In summarizing the initial inoculation steps, a patient is exposed to an immune response compound in a conventional vaccination protocol, such as is done for annual flu shots and traditional childhood vaccinations. In the instant protocol, the vaccine consists of metal specific human scFv modified by the immune inducing agent (i.e., hapten or haptens) of choice. In one embodiment of the protocol, the haptens are attached to proteins other than scFv in instances of concern about generating an autoimmune response to the human immune system. Alternatively an alternative scFv that is not reactive with human tissue is utilized. An scFv-hapten complex is preferred however as the immunogen would provide a more specific, higher affinity immune response to any pathogen-specific scFv-hapten used in the event of disease, thus the construct's role as a universal vaccine is realized. The scFv used as the hapten carrier is merely a proxy for the pathogen-specific scFv identified in phage studies, discussed immediately below. Once a pathogen presents itself in a population, the method continues as follows:

    • 4. Obtaining protein coats for the pathogen, i.e., Virus X (VX).
    • 5. Isolating and immobilizing VX coat proteins.
    • 6. Introducing phage particles that “display” different antibodies on their outer surface. This step identifies which antibody components will interact with the pathogen.
    • 7. Incubate and wash gently the phage library to remove non-binding, noninteracting constructs from the phage-VX mixture.
    • 8. Wash more stringently to remove the phage particles that were bound so that those phage can be used to infect a bacterial culture.
    • 9. Infect bacteria with those phage containing surface modifiers which interacted with VX proteins in step 6, and later isolated from ambiguous complexing events via washing steps 7 and 8. This infection step serves to amplify populations of the binders.
    • 10. “Cloning” the phage to generate homogeneous populations, using standard cloning protocols found in the literature. These populations will provide DNA that encode scFv constructs that bind the coat proteins of the putative VX.
    • 11. Modifying scFV-VX DNA to optimize stability of the protein it encodes.
    • 12. Introducing scFv-VX DNA into bacteria or yeast.
    • 13. Producing and purifying scFv-VX protein.
    • 14. Modifying scFv-VX by attachment of the compound initially used to induce an immune response in step 2.
    • 15. Infusing patients previously immunized with the modifying, immune response inducer.

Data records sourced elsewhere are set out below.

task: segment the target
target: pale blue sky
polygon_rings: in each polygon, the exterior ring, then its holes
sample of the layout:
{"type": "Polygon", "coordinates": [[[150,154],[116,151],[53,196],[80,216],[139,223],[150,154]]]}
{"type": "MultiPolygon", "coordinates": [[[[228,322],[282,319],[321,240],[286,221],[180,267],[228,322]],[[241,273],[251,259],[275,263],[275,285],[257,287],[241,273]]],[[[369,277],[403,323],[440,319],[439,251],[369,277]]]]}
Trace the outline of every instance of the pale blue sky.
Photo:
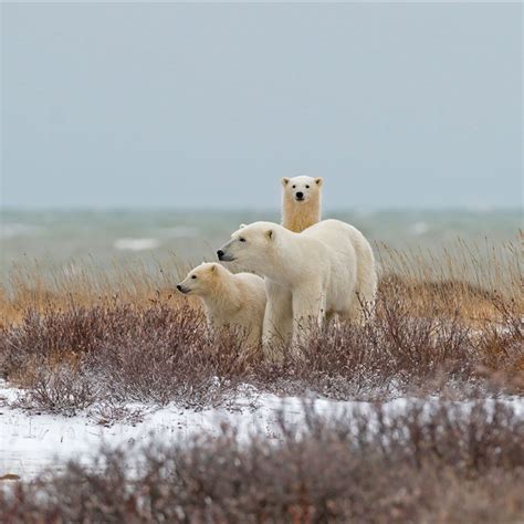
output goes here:
{"type": "Polygon", "coordinates": [[[522,200],[520,4],[3,4],[2,203],[522,200]]]}

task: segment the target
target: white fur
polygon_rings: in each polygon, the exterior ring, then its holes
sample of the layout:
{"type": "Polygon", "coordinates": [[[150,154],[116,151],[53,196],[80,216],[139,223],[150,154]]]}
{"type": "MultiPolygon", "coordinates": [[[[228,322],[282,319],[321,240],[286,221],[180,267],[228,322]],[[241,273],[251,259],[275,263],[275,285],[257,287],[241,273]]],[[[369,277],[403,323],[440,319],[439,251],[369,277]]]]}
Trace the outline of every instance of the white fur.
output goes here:
{"type": "Polygon", "coordinates": [[[268,305],[262,343],[274,352],[279,339],[293,347],[308,326],[333,315],[363,323],[360,302],[373,304],[377,287],[375,258],[353,226],[325,220],[302,233],[271,222],[255,222],[231,235],[222,260],[265,276],[268,305]],[[290,294],[291,292],[291,294],[290,294]]]}
{"type": "Polygon", "coordinates": [[[240,327],[250,348],[260,346],[266,302],[263,279],[251,273],[233,274],[217,263],[203,263],[179,286],[182,293],[201,298],[210,327],[240,327]]]}
{"type": "Polygon", "coordinates": [[[321,221],[322,178],[294,177],[282,179],[282,226],[295,233],[321,221]],[[302,200],[297,199],[302,193],[302,200]]]}

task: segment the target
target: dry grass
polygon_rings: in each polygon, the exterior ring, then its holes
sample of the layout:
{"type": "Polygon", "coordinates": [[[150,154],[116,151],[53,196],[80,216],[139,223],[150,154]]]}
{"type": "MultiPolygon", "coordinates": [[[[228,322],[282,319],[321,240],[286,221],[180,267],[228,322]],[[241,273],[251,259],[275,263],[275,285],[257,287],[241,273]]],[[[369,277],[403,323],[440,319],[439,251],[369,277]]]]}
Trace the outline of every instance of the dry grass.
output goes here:
{"type": "Polygon", "coordinates": [[[501,404],[411,405],[241,441],[105,451],[0,491],[2,518],[38,522],[517,523],[524,425],[501,404]]]}
{"type": "Polygon", "coordinates": [[[463,245],[461,256],[438,265],[382,250],[376,317],[326,326],[303,359],[282,366],[242,354],[239,334],[207,332],[198,303],[172,292],[187,268],[116,280],[85,271],[52,285],[19,271],[1,295],[0,374],[28,388],[30,406],[52,410],[106,398],[202,406],[240,382],[335,398],[523,392],[518,252],[510,244],[481,264],[463,245]]]}

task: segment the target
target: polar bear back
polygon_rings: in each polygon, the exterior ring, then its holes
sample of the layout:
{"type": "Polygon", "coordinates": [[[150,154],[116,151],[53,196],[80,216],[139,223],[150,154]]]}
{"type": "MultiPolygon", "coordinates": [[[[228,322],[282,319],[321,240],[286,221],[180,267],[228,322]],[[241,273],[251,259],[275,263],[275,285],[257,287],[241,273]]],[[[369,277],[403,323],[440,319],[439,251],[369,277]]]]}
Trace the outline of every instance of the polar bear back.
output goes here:
{"type": "Polygon", "coordinates": [[[311,226],[301,234],[327,248],[328,256],[323,259],[322,265],[329,275],[327,296],[334,311],[345,310],[355,294],[363,302],[373,302],[377,286],[375,256],[371,245],[358,229],[329,219],[311,226]]]}

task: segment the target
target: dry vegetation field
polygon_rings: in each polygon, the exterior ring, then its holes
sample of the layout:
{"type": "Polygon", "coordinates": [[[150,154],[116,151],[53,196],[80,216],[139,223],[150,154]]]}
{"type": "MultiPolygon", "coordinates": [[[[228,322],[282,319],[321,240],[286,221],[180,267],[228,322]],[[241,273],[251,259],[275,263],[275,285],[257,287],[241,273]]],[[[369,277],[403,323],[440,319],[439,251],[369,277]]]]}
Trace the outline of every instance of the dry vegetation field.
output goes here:
{"type": "Polygon", "coordinates": [[[311,413],[300,437],[283,421],[277,442],[240,443],[224,428],[190,447],[107,451],[94,469],[73,462],[18,484],[0,499],[6,522],[522,522],[522,415],[480,400],[524,395],[520,250],[462,244],[432,259],[378,247],[377,314],[325,326],[282,366],[244,355],[238,333],[207,332],[198,303],[174,291],[187,268],[51,282],[14,271],[0,293],[0,374],[28,410],[73,415],[104,399],[201,409],[245,384],[377,407],[375,423],[311,413]],[[408,395],[419,404],[381,413],[408,395]],[[428,396],[441,405],[428,410],[428,396]]]}

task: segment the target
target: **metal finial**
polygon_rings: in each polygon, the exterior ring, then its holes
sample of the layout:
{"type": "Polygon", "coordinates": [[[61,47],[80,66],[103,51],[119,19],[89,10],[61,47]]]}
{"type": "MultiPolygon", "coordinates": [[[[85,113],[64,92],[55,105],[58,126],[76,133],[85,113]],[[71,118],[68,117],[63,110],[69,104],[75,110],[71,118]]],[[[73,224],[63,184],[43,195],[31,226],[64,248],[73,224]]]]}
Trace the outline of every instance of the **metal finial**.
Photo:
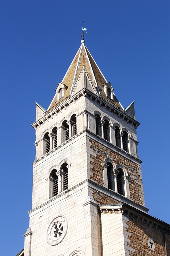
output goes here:
{"type": "Polygon", "coordinates": [[[87,32],[86,32],[87,29],[86,28],[84,28],[84,21],[83,20],[83,27],[82,27],[82,35],[81,36],[81,37],[82,38],[82,40],[81,41],[81,43],[84,43],[85,41],[84,40],[84,36],[85,34],[87,34],[87,32]]]}

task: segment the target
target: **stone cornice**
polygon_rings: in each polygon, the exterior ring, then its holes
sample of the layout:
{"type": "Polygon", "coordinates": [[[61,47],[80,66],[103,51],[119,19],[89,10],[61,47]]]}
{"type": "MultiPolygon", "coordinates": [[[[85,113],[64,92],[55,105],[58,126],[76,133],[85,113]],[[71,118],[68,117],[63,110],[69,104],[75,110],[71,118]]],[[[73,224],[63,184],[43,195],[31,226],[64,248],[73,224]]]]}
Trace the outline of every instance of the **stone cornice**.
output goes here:
{"type": "Polygon", "coordinates": [[[86,180],[85,180],[84,181],[80,182],[78,184],[77,184],[76,185],[70,188],[68,188],[68,189],[66,190],[65,191],[63,191],[63,192],[57,195],[56,196],[55,196],[54,197],[52,197],[51,198],[50,198],[50,199],[49,199],[48,201],[46,201],[45,203],[43,203],[43,204],[39,205],[38,206],[37,206],[35,208],[33,208],[32,210],[30,210],[30,211],[29,211],[28,212],[29,214],[30,214],[30,213],[32,213],[32,212],[35,212],[37,210],[38,210],[39,209],[40,209],[40,208],[43,207],[45,205],[49,204],[51,202],[53,202],[53,201],[56,200],[58,198],[59,198],[62,197],[62,196],[63,196],[64,195],[65,195],[66,193],[68,193],[68,191],[72,191],[72,190],[74,190],[75,189],[81,186],[83,184],[84,184],[85,183],[87,183],[87,182],[88,182],[88,179],[87,179],[86,180]]]}
{"type": "Polygon", "coordinates": [[[167,232],[169,235],[170,234],[170,225],[168,223],[126,204],[99,204],[98,208],[101,214],[115,214],[116,213],[124,214],[133,221],[140,221],[142,225],[145,225],[148,228],[154,228],[156,230],[167,232]]]}
{"type": "Polygon", "coordinates": [[[111,189],[108,189],[107,188],[104,187],[103,186],[99,184],[99,183],[97,183],[94,181],[92,181],[92,180],[89,179],[88,183],[89,184],[91,185],[91,188],[92,189],[96,189],[98,193],[100,192],[102,193],[105,193],[107,195],[109,195],[109,196],[114,197],[113,198],[121,201],[122,203],[125,203],[128,205],[132,205],[133,206],[134,208],[140,209],[140,210],[142,212],[147,213],[149,211],[149,209],[147,208],[143,205],[138,204],[137,203],[136,203],[134,201],[131,200],[127,197],[123,196],[122,195],[121,195],[117,192],[115,192],[115,191],[114,191],[111,189]],[[101,191],[100,190],[100,189],[101,191]]]}
{"type": "Polygon", "coordinates": [[[75,95],[66,99],[63,102],[62,102],[59,106],[57,106],[51,111],[47,111],[42,118],[32,124],[32,127],[36,130],[38,126],[40,126],[46,121],[49,120],[51,118],[53,118],[54,115],[57,115],[63,110],[64,109],[66,109],[71,103],[75,102],[76,100],[80,100],[82,97],[87,97],[90,101],[94,101],[95,104],[98,102],[100,106],[102,106],[103,104],[104,104],[104,106],[103,107],[104,109],[107,109],[109,112],[112,113],[113,115],[116,115],[119,118],[131,124],[136,129],[140,125],[139,122],[128,116],[125,110],[119,108],[114,104],[111,104],[107,100],[97,96],[88,89],[83,88],[75,95]]]}
{"type": "Polygon", "coordinates": [[[128,153],[127,152],[126,152],[126,151],[125,151],[124,150],[123,150],[123,149],[121,149],[121,148],[120,148],[119,147],[117,147],[116,146],[115,146],[114,145],[113,145],[111,143],[109,142],[109,141],[108,141],[107,140],[106,140],[105,139],[103,139],[101,137],[100,137],[99,135],[97,135],[97,134],[95,134],[95,133],[93,133],[91,131],[89,131],[88,130],[87,130],[87,132],[88,133],[93,135],[93,136],[94,136],[96,138],[99,139],[100,140],[100,141],[104,141],[104,142],[105,142],[107,144],[108,144],[110,146],[111,146],[112,147],[116,149],[118,151],[120,151],[120,152],[121,152],[122,153],[123,153],[123,154],[125,154],[128,155],[128,156],[130,157],[131,158],[132,158],[133,159],[134,159],[135,160],[136,160],[138,162],[139,162],[141,163],[142,162],[142,161],[141,160],[140,160],[139,158],[137,158],[135,156],[133,156],[133,155],[132,155],[130,154],[129,154],[129,153],[128,153]]]}
{"type": "MultiPolygon", "coordinates": [[[[122,149],[121,149],[121,148],[120,148],[119,147],[117,147],[116,146],[115,146],[114,145],[113,145],[113,144],[111,143],[110,142],[109,142],[107,140],[106,140],[105,139],[103,139],[101,137],[100,137],[99,136],[97,135],[97,134],[95,134],[95,133],[93,133],[93,132],[91,132],[88,129],[86,128],[86,129],[85,129],[84,130],[83,130],[83,131],[82,131],[81,132],[79,132],[77,134],[76,134],[76,135],[74,135],[74,136],[72,137],[71,138],[70,138],[70,139],[68,139],[68,140],[66,140],[64,143],[63,143],[62,144],[60,145],[60,146],[59,146],[58,147],[56,147],[54,149],[52,149],[52,150],[50,151],[49,152],[48,152],[46,154],[43,155],[40,158],[36,159],[32,163],[32,164],[34,165],[35,163],[37,163],[37,162],[39,162],[40,161],[41,161],[43,159],[46,158],[47,156],[48,156],[48,155],[50,155],[51,154],[52,154],[52,153],[53,153],[55,151],[57,150],[59,148],[63,147],[65,145],[66,145],[66,144],[68,144],[70,141],[71,141],[72,140],[74,140],[74,139],[75,139],[76,138],[77,138],[77,137],[79,136],[80,135],[81,135],[81,134],[82,134],[83,133],[84,133],[85,132],[87,132],[88,133],[93,135],[94,137],[96,137],[98,139],[99,139],[101,141],[104,142],[105,143],[106,143],[106,144],[107,144],[109,146],[111,146],[112,147],[113,147],[114,148],[115,148],[118,151],[121,152],[123,153],[123,154],[127,155],[128,156],[129,156],[130,158],[132,158],[135,159],[136,161],[137,161],[138,162],[139,162],[140,163],[142,163],[142,161],[141,161],[141,160],[140,160],[139,158],[137,158],[135,156],[133,156],[133,155],[132,155],[130,154],[129,154],[129,153],[128,153],[127,152],[126,152],[126,151],[123,150],[122,149]]],[[[100,143],[100,142],[99,142],[99,143],[100,143]]]]}

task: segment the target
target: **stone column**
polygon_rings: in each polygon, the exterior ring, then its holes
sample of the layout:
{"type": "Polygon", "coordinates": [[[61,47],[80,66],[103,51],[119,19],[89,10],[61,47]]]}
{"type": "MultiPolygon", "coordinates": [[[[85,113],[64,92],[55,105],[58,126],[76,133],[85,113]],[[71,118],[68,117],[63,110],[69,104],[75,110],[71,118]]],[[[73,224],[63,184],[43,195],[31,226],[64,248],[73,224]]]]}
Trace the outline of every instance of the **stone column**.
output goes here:
{"type": "Polygon", "coordinates": [[[110,125],[110,142],[116,146],[115,128],[110,125]]]}
{"type": "Polygon", "coordinates": [[[28,228],[24,235],[24,256],[31,256],[31,237],[32,233],[30,228],[28,228]]]}
{"type": "Polygon", "coordinates": [[[130,180],[130,178],[128,176],[127,176],[127,175],[124,175],[122,179],[122,184],[124,184],[124,195],[128,198],[130,198],[129,184],[129,180],[130,180]]]}
{"type": "Polygon", "coordinates": [[[47,200],[53,196],[53,181],[52,177],[46,179],[47,182],[47,200]]]}
{"type": "Polygon", "coordinates": [[[84,128],[88,128],[88,114],[84,113],[83,114],[83,122],[84,122],[84,128]]]}
{"type": "Polygon", "coordinates": [[[103,125],[105,124],[104,120],[101,120],[101,137],[104,139],[104,129],[103,125]]]}
{"type": "Polygon", "coordinates": [[[51,133],[49,134],[50,137],[50,151],[53,149],[53,137],[51,133]]]}
{"type": "Polygon", "coordinates": [[[123,149],[123,138],[122,137],[124,135],[124,133],[122,132],[120,132],[120,148],[123,149]]]}
{"type": "Polygon", "coordinates": [[[57,146],[60,146],[65,141],[65,133],[62,126],[57,129],[57,146]]]}
{"type": "Polygon", "coordinates": [[[58,177],[58,193],[59,194],[63,191],[63,182],[62,176],[64,173],[62,170],[60,170],[58,172],[56,172],[56,174],[57,176],[58,177]]]}
{"type": "Polygon", "coordinates": [[[116,192],[118,192],[117,190],[117,175],[119,173],[119,170],[114,169],[113,170],[113,179],[114,179],[114,188],[116,192]]]}
{"type": "Polygon", "coordinates": [[[132,138],[128,137],[128,142],[129,142],[129,153],[135,156],[135,157],[138,157],[138,152],[137,152],[137,145],[138,141],[135,140],[132,138]]]}
{"type": "Polygon", "coordinates": [[[108,188],[108,180],[107,180],[107,167],[109,165],[106,163],[103,164],[103,185],[104,187],[108,188]]]}
{"type": "Polygon", "coordinates": [[[98,256],[97,205],[91,196],[83,204],[84,210],[84,226],[85,254],[98,256]]]}
{"type": "Polygon", "coordinates": [[[69,139],[72,137],[72,125],[71,121],[67,122],[67,124],[69,126],[69,139]]]}

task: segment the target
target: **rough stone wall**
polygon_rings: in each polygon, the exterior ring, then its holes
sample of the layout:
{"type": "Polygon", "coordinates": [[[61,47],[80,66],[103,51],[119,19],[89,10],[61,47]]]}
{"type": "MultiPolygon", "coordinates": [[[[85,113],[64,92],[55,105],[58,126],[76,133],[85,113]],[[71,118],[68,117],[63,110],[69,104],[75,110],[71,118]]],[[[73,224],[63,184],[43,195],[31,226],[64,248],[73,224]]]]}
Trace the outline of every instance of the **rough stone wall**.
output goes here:
{"type": "Polygon", "coordinates": [[[92,196],[97,204],[119,204],[121,202],[101,192],[98,193],[94,190],[93,190],[92,196]]]}
{"type": "MultiPolygon", "coordinates": [[[[151,223],[147,223],[146,221],[142,222],[142,219],[137,220],[137,217],[130,217],[129,220],[126,221],[128,227],[126,231],[131,233],[128,236],[130,242],[128,245],[134,249],[134,252],[130,251],[131,256],[163,256],[165,255],[165,250],[163,239],[163,232],[158,227],[156,230],[156,225],[151,226],[151,223]],[[151,250],[148,245],[148,239],[151,238],[154,242],[155,248],[151,250]]],[[[167,255],[170,255],[170,237],[166,233],[166,246],[167,255]]]]}
{"type": "Polygon", "coordinates": [[[129,183],[131,199],[136,203],[144,205],[143,201],[141,200],[141,195],[143,192],[142,177],[139,172],[139,165],[92,139],[89,139],[89,141],[91,143],[91,148],[95,153],[95,156],[92,154],[90,155],[92,160],[90,164],[93,166],[91,170],[93,174],[90,176],[90,178],[103,185],[104,160],[106,158],[113,159],[115,165],[121,164],[128,174],[130,178],[129,183]]]}

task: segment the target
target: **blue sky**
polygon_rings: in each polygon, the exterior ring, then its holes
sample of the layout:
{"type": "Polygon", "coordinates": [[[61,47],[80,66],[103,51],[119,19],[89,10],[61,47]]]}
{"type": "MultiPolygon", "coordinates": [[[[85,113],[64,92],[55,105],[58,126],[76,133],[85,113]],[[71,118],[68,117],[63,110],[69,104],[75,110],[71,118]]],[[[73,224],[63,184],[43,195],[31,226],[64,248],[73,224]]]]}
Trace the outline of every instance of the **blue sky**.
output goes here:
{"type": "Polygon", "coordinates": [[[36,101],[47,108],[80,45],[124,107],[135,101],[146,206],[170,222],[170,2],[0,2],[1,255],[24,247],[35,159],[36,101]]]}

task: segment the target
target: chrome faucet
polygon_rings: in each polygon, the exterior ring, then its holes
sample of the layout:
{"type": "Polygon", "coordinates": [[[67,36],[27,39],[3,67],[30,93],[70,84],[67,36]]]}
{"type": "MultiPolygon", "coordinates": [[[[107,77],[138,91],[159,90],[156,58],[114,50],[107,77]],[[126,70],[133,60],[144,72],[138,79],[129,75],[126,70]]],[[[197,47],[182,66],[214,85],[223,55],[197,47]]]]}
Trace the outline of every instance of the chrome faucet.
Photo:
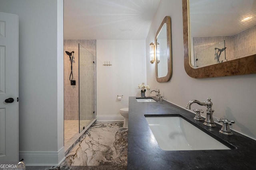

Once patient infusion occurs, the scFv-VX-modifier particle, depicted in FIG. 2C, will bind to VX. The immune system will respond to the complex quickly in that antibodies will attach to the VX::scFv-VX-modifier particle complex. This induces the patient's white blood cells to remove the VX::scFv-VX-modifier particle complexes. The attachment of VX to the complex is a noncovalent interaction.

While the invention has been described in the foregoing with reference to details of the illustrated embodiments, these details are not intended to limit the scope of the invention as defined in the appended claims.